Literary Buffistas 3: Don't Parse the Blurb, Dear.
There's more to life than watching Buffy the Vampire Slayer! No. Really, there is! Honestly! Here's a place for Buffistas to come and discuss what it is they're reading, their favorite authors and poets. "Geez. Crack a book sometime."
I just finished The Essex Serpent, by Sarah Perry, and I really enjoyed it. The prose was beautiful, and I enjoyed the character development.
Posting in here and in literary. I volunteer at my local library putting out donated books and discarded library books for sale. We are kinda over run with juvie and teen books and so if anyone has favorite authors and will cover 50cent pb or $1 hc, I am happy to look through and send you all you want. Also if anyone just in general has a book or books they are looking for, I am happy to keep and eye out.
I'm still volunteering at my local library bookstore too (which carries a bit of everything), and am happy to look around for people.
Can the hivemind help me track down a Halloween-themed short story? I read it a few years ago in an anthology of horror or generally scary stories. It's about a children's scary book author (female, middle aged or elderly) who gives a Halloween reading at a library and then seems to be ambiguously haunted by the unseen fictional mischievous boy character she's famous for. It's told in first person, had a feel that vaguely reminded me of Thomas Ligotti's work. Sadly I cannot recall title, author, or any of the proper names in the story.
I'd thought it might be in one of Ellen Datlow's Year's Best Horror collections, but I haven't been able to turn it up in any of the ones at my library and it would have to be in some book I ran across there at one point.
It doesn't sound familiar, Matt.
It's about a children's scary book author (female, middle aged or elderly) who gives a Halloween reading at a library and then seems to be ambiguously haunted by the unseen fictional mischievous boy character she's famous for.
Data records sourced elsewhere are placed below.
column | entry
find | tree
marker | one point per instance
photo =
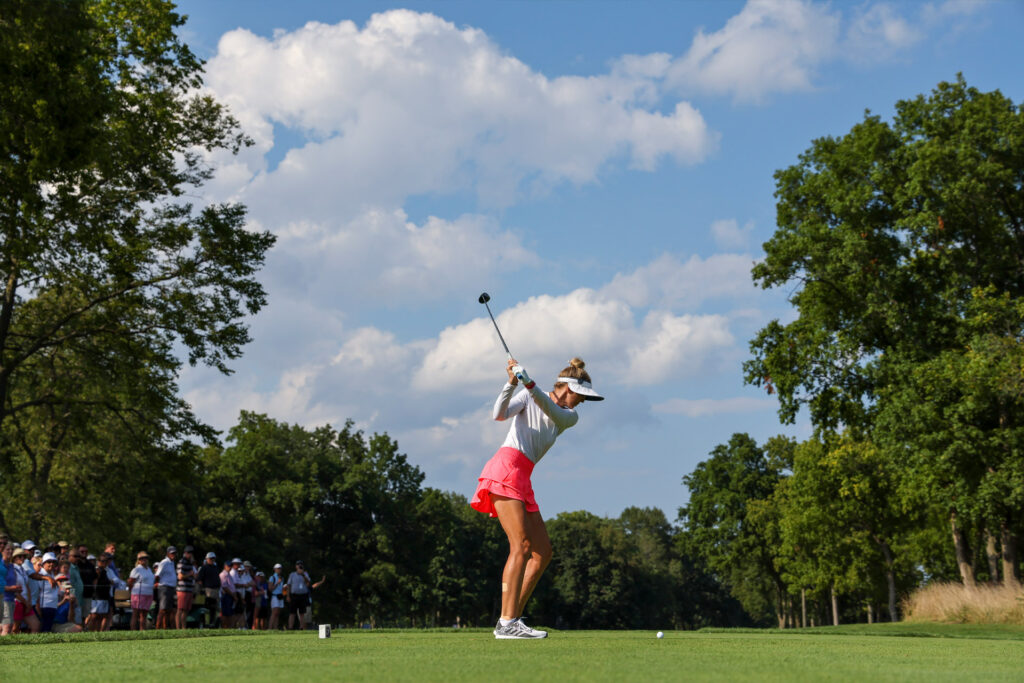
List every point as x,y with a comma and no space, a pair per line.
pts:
103,134
889,232
719,527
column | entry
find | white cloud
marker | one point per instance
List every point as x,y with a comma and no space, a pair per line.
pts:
878,32
381,257
728,235
769,46
699,408
410,103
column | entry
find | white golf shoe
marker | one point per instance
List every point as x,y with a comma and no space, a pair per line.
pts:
516,630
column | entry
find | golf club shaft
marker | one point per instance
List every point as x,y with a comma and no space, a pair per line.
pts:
495,323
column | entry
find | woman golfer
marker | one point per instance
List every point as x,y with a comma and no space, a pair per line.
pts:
505,491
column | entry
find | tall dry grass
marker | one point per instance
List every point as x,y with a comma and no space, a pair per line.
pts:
955,603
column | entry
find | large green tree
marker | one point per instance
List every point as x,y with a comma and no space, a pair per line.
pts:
108,268
887,235
721,525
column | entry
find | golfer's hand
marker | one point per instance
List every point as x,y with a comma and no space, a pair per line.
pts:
520,372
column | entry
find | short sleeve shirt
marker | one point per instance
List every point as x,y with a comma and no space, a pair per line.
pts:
187,584
143,581
166,573
297,584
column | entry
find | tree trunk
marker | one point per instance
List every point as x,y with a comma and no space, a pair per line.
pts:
963,552
1011,574
887,555
992,555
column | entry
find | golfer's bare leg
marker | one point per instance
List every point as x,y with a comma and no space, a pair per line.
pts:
512,515
540,557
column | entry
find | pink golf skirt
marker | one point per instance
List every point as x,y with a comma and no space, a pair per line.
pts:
507,473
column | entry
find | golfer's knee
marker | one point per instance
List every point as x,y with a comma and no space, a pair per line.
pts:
521,548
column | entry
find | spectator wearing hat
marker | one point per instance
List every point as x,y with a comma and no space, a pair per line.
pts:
228,597
186,587
242,583
25,613
140,583
298,595
87,571
247,591
100,609
111,550
49,595
275,585
64,622
10,590
77,585
167,586
208,580
262,601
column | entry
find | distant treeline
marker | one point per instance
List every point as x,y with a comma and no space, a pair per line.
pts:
901,248
353,509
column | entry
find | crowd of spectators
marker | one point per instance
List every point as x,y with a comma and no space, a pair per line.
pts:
66,589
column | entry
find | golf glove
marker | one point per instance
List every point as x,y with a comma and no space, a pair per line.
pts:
521,375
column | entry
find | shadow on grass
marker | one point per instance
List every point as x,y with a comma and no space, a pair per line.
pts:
900,629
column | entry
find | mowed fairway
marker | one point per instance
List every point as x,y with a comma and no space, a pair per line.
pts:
475,655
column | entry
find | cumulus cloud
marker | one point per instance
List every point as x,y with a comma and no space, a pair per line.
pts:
410,103
769,46
878,32
728,235
381,257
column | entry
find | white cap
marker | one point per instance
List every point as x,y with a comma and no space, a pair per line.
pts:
581,387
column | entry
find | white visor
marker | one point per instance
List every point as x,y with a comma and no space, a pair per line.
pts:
581,387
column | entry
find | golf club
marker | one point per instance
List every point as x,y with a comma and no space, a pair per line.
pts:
484,298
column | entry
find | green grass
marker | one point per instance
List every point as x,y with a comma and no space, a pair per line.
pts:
876,652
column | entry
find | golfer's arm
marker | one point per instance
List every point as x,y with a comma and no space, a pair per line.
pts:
562,417
505,407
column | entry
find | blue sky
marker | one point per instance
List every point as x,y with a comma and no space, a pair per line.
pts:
602,169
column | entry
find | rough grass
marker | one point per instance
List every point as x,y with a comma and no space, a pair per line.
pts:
472,654
955,603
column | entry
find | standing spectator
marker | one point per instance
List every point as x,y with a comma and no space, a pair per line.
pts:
66,607
241,589
249,581
24,609
262,602
140,583
87,570
77,585
49,594
208,579
32,586
167,586
275,586
100,611
298,595
10,590
112,568
64,548
228,597
312,594
186,587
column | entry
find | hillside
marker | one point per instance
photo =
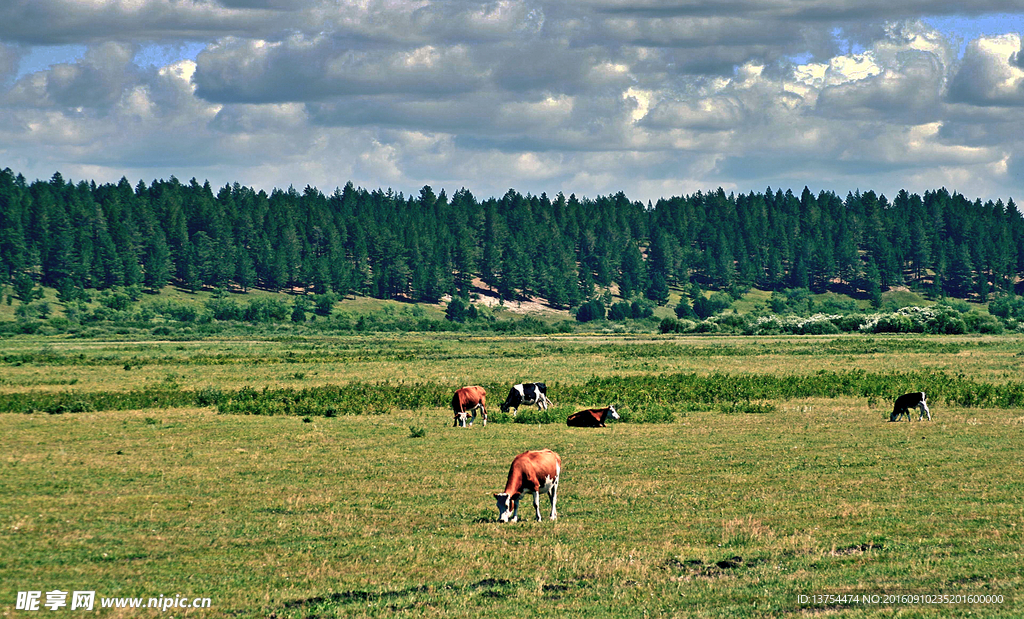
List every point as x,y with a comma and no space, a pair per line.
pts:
514,253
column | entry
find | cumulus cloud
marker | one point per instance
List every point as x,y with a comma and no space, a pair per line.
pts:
660,96
990,75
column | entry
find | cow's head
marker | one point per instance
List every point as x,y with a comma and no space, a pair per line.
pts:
506,508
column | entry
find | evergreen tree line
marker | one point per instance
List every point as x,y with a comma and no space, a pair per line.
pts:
386,245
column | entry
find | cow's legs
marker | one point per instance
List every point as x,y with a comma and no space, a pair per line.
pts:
553,495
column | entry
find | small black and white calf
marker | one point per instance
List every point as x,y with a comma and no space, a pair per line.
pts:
908,401
526,394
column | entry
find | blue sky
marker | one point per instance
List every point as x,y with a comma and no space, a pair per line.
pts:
654,98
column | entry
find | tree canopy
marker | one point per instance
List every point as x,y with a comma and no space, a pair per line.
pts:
383,244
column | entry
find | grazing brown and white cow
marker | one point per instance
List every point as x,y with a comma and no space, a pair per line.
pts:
906,402
526,394
466,401
593,417
532,471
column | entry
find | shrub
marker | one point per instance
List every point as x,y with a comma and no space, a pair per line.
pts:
591,311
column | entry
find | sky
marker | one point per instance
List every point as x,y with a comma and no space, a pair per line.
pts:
650,97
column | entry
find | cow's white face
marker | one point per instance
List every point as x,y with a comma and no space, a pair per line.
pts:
506,508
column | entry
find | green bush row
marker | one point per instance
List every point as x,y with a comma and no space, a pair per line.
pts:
640,399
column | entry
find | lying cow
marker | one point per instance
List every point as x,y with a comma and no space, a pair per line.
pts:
593,417
908,401
466,401
526,394
532,471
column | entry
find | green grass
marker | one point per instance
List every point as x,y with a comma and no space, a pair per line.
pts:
714,507
720,514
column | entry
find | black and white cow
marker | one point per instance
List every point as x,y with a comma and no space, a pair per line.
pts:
908,401
526,394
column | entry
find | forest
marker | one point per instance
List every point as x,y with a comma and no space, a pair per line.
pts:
79,236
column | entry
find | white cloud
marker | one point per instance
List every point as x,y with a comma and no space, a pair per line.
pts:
595,96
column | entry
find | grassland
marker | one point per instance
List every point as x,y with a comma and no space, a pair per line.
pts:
717,514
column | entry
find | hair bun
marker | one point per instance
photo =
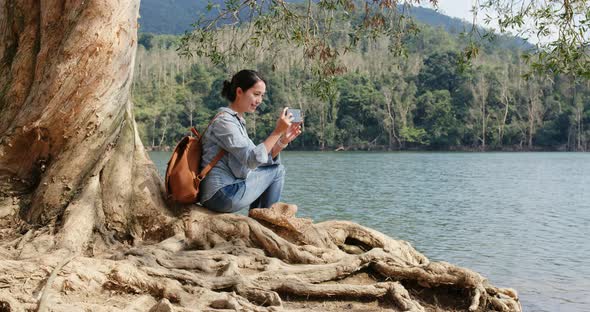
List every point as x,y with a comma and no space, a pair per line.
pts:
226,90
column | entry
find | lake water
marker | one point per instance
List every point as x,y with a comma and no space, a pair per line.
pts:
520,219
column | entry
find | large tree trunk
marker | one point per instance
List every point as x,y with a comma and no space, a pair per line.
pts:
76,186
69,145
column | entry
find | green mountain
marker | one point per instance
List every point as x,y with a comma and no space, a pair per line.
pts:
176,16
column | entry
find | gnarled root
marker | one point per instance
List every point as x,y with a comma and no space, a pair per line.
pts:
232,262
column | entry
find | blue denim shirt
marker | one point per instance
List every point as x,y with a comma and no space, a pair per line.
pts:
228,132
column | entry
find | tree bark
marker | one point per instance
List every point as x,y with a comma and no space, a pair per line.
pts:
69,142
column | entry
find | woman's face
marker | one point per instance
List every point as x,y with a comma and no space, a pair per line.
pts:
247,102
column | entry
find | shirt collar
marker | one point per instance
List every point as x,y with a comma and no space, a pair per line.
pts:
233,113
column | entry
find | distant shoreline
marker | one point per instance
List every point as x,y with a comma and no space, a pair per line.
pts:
385,149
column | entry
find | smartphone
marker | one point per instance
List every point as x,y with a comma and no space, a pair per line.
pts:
296,115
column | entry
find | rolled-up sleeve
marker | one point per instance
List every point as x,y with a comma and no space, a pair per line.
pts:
228,135
273,161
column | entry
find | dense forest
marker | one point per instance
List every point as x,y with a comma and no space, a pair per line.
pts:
425,99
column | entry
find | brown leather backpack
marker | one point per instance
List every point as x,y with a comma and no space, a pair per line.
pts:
182,174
It's told in first person, had a feel that vaguely reminded me of Thomas Ligotti's work. Sadly I cannot recall title, author, or any of the proper names in the story.
That is a Ligotti story. I just read it this last year in his reissued collection with Penguin.
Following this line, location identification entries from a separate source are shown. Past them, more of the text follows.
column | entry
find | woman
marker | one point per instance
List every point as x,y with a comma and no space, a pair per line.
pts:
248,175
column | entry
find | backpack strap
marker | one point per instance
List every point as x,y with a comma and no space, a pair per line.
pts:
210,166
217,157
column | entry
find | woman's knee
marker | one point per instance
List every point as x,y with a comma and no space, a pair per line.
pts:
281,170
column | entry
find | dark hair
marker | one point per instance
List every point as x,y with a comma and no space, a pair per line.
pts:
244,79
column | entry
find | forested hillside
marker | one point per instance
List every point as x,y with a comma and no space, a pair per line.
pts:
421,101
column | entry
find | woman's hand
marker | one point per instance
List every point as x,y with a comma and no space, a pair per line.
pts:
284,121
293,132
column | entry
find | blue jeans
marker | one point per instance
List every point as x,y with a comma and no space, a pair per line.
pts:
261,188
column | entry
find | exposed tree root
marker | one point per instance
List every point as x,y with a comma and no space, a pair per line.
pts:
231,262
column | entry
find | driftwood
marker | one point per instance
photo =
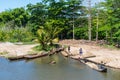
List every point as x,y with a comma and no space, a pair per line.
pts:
33,56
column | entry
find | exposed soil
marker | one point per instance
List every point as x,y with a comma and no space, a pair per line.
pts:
109,56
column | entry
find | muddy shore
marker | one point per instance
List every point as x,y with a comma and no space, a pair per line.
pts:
111,57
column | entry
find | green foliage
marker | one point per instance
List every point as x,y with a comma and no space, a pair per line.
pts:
81,33
46,34
15,35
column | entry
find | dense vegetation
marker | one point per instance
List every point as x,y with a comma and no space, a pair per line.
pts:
63,19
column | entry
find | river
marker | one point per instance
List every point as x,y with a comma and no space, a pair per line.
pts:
40,69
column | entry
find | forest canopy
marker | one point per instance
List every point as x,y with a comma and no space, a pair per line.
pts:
69,17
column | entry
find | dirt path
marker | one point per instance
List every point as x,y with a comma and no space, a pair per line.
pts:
109,56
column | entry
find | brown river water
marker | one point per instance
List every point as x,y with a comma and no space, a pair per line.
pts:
40,69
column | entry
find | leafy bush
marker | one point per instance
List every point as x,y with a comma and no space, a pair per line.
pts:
16,34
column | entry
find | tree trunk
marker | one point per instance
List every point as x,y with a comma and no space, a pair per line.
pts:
89,20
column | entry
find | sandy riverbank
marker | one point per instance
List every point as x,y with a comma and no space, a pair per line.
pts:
109,56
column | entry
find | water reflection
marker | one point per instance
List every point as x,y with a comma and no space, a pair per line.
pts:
40,69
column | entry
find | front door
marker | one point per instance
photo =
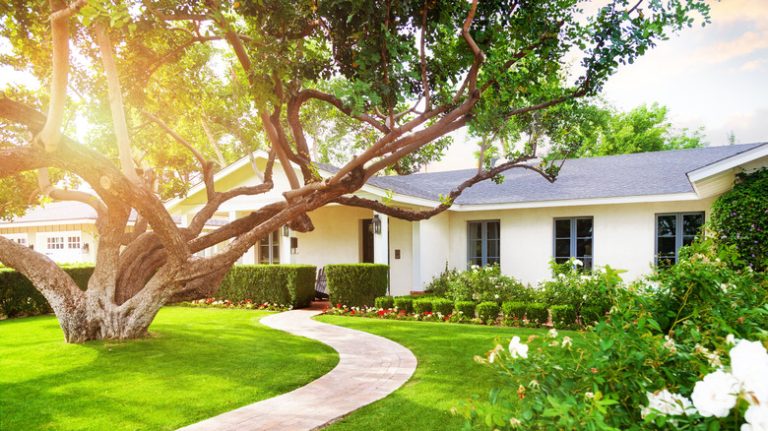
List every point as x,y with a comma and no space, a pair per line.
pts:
367,241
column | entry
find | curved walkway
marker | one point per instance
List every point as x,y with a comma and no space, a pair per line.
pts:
370,367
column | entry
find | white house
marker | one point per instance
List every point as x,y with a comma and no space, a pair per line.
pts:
622,211
625,211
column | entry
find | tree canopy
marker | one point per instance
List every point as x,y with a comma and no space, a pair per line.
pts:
170,90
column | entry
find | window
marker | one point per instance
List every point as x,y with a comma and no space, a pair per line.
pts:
674,231
55,242
573,238
484,242
269,249
73,242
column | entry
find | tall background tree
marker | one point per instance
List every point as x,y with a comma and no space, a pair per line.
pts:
161,84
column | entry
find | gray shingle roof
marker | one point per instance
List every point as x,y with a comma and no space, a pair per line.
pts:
656,173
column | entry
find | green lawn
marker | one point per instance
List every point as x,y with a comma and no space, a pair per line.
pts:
445,377
196,363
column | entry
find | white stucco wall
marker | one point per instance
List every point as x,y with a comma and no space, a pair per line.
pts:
336,238
623,236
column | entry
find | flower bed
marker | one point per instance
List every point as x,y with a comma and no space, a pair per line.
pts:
245,304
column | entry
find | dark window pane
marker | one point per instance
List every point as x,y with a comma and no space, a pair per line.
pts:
667,225
475,231
493,249
563,248
584,247
562,228
584,228
666,247
493,230
692,223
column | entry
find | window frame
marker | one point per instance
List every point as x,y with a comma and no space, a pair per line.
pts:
573,238
483,241
679,234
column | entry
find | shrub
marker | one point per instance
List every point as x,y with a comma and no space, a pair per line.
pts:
487,311
356,284
422,305
278,284
467,308
739,216
563,315
487,284
439,285
537,312
385,302
404,303
19,298
442,306
513,310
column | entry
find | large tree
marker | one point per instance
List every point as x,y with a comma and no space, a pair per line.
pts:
404,73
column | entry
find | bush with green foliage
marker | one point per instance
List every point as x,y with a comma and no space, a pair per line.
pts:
356,284
570,285
422,305
513,310
467,308
487,284
487,311
385,302
404,303
442,305
18,297
278,284
740,217
663,335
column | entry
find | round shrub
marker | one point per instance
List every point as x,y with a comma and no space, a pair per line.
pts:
466,308
488,311
513,310
385,302
740,216
563,315
442,306
404,303
422,305
536,312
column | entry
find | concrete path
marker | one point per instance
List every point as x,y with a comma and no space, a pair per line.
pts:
370,368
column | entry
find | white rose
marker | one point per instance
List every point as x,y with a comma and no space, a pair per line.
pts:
757,419
716,394
749,364
518,349
668,404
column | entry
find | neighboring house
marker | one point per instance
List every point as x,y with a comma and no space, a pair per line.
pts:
627,211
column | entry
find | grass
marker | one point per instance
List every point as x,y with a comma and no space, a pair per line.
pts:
197,363
445,377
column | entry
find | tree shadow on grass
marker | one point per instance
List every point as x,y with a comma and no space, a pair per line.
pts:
187,370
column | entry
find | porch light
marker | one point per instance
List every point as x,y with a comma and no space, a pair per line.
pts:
376,224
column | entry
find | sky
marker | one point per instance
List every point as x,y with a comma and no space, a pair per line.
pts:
715,77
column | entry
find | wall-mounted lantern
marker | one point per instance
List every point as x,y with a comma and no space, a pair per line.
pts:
376,224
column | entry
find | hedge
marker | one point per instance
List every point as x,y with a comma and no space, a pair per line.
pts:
278,284
356,284
466,308
404,303
487,311
19,298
Let me see if I can find the title.
These are the story titles. It's one of these.
Dreams for Insomniacs --The Christmas Eves of Aunt Elise --The Lost Art of Twilight --The Troubles of Dr. Thoss --Masquerade of a Dead Sword: A Tragedie --Dr. Voke and Mr. Veech --Professor Nobody's Little Lectures on Supernatural Horror
Dreams for the Dead --Dr. Locrian's Asylum --The Sect of the Idiot --The Greater Festival of Masks --The Music of the Moon --The Journal of J. P. Drapeau --Vastarien
Grimscribe
--Introduction
The Voice of the Damned --The Last Feast of Harlequin --The Spectacles in the Drawer --Flowers of the Abyss --Nethescurial
The Voice of the Demon --The Dreaming in Nortown --The Mystics of Muelenburg --In the Shadow of Another World --The Cocoons
The Voice of the Dreamer --The Night School --The Glamour
The Voice of the Child --The Library of Byzantium --Miss Plarr
The Voice of Our Name --The Shadow at the Bottom of the World
I think it's either the Christmas Eves of Aunt Elise or Professor Nobody's Little Lectures.
Let's see if I can get a synopsis...
It's not in Grimscribe, I just read a synopsis of all the stories.
Still looking on Ligotti.net...
Got it! It's "Alice's Last Adventure" from Songs of a Dead Dreamer. Thanks David, your certainty that it actually was Ligotti rather than someone with a reminiscent style made me go back and take a closer look at his bibliography.